A recent survey of the impact of these messages conducted by the IFRC found that 90 percent of those who received such messages changed their behaviors in a positive way.
“When it comes to mitigating crises, we obviously need to be more proactive, not reactive, and this technology really helps us with that,” said an IFRC spokesperson in Dakar, Senegal.
In April 2013, the IFRC set up an SMS system called the Trilogy Emergency Relief Application (TERA), which can send vital information to more than 36,000 people in a single area in just under an hour. The IFRC implemented this system to prevent a cholera outbreak in Sierra Leone during this year’s monsoon season, hoping to avoid another significant outbreak like the one in 2012, which was classified as the country’s worst cholera outbreak in 15 years. The IFRC reports that it has been able to reach more than one million people with this method of communication.

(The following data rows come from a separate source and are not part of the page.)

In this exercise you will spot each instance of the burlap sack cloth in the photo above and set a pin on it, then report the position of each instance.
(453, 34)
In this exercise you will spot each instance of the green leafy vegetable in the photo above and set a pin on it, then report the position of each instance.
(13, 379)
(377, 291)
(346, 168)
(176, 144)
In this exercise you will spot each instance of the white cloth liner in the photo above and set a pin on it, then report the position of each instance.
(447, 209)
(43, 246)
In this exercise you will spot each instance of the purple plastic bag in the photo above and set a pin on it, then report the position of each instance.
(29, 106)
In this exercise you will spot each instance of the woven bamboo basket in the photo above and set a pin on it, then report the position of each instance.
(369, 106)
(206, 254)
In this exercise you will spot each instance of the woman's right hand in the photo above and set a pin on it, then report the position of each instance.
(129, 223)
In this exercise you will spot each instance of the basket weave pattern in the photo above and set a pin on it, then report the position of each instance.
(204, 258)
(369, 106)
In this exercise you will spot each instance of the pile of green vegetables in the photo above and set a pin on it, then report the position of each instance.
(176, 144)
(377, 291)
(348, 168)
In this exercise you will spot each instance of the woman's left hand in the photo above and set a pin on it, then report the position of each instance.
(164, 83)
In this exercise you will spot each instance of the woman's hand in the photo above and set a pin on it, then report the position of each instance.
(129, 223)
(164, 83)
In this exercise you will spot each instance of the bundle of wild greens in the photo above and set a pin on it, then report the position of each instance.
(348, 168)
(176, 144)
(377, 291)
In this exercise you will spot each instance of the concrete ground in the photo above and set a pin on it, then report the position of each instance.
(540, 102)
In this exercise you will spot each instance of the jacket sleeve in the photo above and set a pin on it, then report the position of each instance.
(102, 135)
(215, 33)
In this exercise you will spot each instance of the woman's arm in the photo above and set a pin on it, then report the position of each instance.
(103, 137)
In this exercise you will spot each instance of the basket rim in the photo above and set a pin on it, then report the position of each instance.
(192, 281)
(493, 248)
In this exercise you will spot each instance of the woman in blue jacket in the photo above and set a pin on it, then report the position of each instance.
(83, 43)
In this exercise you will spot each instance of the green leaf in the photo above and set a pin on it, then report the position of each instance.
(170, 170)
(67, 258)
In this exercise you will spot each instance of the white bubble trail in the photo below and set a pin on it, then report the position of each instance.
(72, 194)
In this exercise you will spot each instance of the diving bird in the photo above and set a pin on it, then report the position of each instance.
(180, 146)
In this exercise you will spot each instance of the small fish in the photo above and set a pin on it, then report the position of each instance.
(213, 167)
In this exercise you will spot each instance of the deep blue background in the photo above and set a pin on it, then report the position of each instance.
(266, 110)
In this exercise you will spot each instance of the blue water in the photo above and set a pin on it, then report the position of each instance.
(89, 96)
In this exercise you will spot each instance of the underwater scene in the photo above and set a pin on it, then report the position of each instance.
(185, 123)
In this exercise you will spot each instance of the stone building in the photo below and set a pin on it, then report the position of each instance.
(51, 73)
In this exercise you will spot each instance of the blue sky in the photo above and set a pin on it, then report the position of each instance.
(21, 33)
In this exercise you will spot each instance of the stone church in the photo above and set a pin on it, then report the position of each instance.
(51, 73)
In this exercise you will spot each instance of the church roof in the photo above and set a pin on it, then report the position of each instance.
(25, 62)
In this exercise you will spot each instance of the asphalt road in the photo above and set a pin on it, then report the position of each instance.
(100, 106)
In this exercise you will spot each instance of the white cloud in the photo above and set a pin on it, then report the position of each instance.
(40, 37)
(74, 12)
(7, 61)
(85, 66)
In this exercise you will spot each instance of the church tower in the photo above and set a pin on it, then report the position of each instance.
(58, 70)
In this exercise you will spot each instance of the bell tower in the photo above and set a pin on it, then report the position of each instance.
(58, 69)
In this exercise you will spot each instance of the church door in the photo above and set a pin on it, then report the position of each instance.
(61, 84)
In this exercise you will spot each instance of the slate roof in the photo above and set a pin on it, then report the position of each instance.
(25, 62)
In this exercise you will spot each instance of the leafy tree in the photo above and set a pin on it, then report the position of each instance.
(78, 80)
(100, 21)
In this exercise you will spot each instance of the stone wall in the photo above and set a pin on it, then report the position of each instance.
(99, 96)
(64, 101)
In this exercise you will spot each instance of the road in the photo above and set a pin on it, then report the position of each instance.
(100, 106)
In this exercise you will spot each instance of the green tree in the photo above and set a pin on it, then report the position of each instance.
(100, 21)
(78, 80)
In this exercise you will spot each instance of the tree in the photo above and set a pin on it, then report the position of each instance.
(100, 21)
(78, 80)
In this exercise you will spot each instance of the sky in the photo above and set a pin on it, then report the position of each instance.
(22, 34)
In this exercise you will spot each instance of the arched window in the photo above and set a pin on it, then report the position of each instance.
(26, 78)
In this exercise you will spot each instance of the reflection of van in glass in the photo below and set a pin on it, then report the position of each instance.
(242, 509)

3. Community early warning
Advance notice of an impending natural disaster can give people a valuable, life-saving head start when it comes to reaching safety. In Malawi, communities located along the banks of the Katchisa-Linthipe River, a high-risk flood zone, worked with an Italian NGO ‘Cooperazione Internazionale’ (COOPI), with funding from the European Commission Humanitarian Aid Office’s disaster preparedness program (DIPECHO), to monitor water levels. The measurements were sent to communities downstream via mobile phone. When water levels start to rise, people have adequate time to prepare for possible flooding.
Save the Children, Catholic Relief Services (CRS), and IFRC have also used this kind of “blast messaging” to warn people of impending threats, such as high flood risks, impending storms, or disease outbreaks in Haiti, Kenya, Niger, and other countries.
4. Speeding up delivery
According to the Office for the Coordination of Humanitarian Affairs (OCHA), a pilot program of Action Aid in Kenya last year showed that sending advance text messages to aid recipients about pending deliveries decreased distribution time from three hours to 30 minutes.

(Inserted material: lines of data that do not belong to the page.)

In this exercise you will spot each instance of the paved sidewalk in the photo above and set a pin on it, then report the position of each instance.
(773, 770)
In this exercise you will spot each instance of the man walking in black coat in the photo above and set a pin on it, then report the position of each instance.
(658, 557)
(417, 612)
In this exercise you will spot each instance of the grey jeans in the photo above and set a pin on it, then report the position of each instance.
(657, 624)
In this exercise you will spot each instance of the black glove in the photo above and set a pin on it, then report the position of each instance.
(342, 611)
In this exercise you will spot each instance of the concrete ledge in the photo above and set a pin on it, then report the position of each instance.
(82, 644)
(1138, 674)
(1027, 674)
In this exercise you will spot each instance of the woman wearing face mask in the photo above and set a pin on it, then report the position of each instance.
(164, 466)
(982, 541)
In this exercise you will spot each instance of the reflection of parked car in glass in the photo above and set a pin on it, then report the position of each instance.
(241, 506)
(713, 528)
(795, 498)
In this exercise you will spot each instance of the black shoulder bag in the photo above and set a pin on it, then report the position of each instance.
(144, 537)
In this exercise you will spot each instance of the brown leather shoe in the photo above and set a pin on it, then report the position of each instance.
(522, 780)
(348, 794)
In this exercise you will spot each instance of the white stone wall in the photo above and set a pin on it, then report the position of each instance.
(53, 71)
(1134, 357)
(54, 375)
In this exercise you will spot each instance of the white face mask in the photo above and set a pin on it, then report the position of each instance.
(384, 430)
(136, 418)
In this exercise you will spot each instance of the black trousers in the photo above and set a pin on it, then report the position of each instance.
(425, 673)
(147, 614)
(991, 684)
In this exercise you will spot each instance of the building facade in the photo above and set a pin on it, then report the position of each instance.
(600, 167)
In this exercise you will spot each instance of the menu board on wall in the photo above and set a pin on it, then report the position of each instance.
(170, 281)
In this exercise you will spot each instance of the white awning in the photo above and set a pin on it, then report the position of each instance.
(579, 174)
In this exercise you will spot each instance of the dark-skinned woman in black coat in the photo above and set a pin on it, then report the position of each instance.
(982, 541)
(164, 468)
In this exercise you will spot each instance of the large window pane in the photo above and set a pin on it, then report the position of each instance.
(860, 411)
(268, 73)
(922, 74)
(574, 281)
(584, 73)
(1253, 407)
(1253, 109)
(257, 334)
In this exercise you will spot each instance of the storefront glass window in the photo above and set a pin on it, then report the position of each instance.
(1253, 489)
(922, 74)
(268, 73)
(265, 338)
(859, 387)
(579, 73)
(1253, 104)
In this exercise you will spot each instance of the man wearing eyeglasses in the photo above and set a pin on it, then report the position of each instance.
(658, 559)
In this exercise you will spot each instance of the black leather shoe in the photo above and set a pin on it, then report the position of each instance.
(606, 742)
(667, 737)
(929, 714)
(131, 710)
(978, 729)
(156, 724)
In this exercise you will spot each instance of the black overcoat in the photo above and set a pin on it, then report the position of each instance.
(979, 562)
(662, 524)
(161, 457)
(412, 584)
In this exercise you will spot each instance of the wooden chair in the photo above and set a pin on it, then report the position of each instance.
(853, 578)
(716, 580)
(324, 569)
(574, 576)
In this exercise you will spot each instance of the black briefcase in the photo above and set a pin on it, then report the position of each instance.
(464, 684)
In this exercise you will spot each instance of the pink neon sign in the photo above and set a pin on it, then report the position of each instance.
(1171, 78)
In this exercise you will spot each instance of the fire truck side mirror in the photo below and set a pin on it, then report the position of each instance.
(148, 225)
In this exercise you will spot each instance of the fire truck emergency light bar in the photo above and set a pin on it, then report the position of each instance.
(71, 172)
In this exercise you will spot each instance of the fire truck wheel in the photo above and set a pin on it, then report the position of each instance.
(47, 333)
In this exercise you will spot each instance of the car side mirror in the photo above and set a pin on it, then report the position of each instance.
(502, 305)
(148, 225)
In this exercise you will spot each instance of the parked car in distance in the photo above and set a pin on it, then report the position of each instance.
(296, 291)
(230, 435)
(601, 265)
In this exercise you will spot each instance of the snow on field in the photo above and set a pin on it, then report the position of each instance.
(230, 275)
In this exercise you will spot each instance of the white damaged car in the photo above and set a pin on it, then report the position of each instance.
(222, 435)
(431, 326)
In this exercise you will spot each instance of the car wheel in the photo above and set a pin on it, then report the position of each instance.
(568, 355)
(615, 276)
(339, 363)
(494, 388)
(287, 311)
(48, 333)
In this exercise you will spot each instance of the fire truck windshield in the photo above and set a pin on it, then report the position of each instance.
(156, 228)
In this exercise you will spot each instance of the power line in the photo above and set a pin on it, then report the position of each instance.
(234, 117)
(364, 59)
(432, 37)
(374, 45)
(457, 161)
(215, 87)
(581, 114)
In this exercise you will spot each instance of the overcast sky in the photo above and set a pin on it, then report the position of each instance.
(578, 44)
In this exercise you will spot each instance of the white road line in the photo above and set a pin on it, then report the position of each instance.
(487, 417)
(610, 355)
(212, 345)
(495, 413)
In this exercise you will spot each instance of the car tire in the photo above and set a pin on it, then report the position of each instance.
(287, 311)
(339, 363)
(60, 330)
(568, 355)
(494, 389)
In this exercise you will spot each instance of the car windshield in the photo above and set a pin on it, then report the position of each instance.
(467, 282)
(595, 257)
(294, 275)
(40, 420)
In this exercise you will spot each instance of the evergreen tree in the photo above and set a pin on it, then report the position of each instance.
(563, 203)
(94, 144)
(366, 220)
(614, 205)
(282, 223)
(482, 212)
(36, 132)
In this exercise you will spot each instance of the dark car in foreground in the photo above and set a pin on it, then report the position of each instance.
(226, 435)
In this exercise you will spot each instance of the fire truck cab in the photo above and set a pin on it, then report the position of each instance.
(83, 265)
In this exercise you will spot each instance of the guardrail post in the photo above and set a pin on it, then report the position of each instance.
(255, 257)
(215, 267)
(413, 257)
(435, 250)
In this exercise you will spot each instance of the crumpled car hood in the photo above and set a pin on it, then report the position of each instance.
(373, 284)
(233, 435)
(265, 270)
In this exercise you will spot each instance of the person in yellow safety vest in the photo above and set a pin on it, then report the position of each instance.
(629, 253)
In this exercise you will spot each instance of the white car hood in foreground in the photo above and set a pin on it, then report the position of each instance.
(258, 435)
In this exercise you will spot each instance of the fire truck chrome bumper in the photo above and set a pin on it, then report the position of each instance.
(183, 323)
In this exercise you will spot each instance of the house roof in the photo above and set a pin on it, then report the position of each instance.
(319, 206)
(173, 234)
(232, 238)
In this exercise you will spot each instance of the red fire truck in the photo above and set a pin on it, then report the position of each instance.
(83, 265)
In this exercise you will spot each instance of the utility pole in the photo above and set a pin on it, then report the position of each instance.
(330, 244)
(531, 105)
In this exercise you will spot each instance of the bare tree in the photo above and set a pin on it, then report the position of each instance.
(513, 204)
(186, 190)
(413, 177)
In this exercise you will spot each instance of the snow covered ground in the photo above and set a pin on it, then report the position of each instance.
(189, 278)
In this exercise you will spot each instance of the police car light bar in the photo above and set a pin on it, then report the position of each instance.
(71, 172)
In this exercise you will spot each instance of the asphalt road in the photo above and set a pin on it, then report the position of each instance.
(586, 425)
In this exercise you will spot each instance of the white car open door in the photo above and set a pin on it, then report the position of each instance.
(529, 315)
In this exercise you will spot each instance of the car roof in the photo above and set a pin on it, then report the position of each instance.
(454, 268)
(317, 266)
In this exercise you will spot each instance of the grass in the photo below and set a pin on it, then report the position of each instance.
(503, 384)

Likewise, IFRC says they were able to reach more people in less time in Nigeria when distributing mosquito nets just by sending out text messages beforehand.
5. Geo-hazard mapping
WFP has partnered with NGOs, UN agencies, and governments around the world to map vegetation, crop coverage, market locations, and water sources in areas that are susceptible to natural disasters by using technologies such as satellite imagery, spatial analysis, and GIS.
Many governments have also started creating geo-hazard maps, which identify areas that are susceptible to natural disasters such as flash floods, soil erosion, or landslides. When a natural disaster occurs, these technologies can be used to map out where roads have been damaged or washed away, and to pinpoint the location of victims.

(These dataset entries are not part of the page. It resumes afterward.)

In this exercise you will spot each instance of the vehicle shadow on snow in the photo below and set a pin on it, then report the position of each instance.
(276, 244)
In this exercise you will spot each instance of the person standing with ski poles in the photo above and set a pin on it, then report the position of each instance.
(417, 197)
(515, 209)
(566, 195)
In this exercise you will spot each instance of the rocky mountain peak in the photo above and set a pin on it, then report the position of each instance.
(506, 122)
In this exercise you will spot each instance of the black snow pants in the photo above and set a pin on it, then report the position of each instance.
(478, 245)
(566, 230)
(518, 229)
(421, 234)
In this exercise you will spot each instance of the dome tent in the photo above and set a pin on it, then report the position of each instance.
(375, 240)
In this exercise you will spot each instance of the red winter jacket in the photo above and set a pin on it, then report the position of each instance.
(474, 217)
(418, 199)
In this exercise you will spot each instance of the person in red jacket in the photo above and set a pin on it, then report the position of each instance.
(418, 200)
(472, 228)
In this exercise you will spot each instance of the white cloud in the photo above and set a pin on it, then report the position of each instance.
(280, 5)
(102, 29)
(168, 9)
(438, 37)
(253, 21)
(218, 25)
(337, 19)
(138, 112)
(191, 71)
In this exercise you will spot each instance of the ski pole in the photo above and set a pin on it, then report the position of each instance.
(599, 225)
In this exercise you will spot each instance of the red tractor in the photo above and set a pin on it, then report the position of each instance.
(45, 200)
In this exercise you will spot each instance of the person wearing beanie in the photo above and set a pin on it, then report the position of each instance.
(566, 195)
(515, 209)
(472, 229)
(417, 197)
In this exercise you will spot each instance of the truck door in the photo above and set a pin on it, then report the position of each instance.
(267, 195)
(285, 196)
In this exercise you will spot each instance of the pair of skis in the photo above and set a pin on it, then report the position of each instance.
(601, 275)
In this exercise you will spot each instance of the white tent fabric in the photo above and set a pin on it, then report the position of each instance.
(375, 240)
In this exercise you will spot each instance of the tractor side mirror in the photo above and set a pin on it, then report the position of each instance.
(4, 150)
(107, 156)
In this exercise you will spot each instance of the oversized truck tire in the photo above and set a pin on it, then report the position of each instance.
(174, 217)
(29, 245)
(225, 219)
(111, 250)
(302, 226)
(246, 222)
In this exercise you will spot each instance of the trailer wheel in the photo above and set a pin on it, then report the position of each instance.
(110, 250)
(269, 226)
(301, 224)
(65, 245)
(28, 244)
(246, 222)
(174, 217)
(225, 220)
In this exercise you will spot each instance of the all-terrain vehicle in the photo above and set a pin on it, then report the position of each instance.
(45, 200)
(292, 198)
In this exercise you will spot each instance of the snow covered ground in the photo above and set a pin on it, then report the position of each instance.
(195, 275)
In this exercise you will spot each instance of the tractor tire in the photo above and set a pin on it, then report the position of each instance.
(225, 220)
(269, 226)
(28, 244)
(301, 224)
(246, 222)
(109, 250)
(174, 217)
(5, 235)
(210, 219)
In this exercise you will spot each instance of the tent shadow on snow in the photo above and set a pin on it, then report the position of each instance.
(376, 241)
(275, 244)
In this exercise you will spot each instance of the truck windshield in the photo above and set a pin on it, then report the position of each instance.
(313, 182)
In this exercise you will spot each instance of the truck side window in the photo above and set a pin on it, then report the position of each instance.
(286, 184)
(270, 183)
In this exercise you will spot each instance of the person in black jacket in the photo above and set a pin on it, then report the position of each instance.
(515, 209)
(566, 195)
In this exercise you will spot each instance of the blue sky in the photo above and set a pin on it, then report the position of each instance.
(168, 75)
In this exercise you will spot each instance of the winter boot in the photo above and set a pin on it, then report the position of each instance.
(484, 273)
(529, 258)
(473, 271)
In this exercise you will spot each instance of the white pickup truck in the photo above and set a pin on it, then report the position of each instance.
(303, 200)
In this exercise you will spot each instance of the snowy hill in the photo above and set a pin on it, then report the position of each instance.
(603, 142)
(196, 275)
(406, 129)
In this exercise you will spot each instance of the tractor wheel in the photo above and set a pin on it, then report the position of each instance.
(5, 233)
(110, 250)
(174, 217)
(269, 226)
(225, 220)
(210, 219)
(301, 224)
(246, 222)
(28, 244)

CRS first began using this system during the 2010 earthquake in Haiti to map out destroyed homes, track the construction of 10,500 transitional structures, and calculate piles of rubble. It has since expanded the program to Madagascar, the Central Africa Republic of Congo, and plans to reach 30 other emergency-prone countries over the next year.
6. Monitoring payments to indicate vulnerability
WFP and its partners now routinely use mobile cash transfers to aid vulnerable people during crises. These programs can also be used to signal impending crises by collecting data on recipients.
For example, if many recipients are suddenly in need of more cash immediately after a transfer, or if many begin defaulting on micro-loans, aid organizations know to look for underlying causes.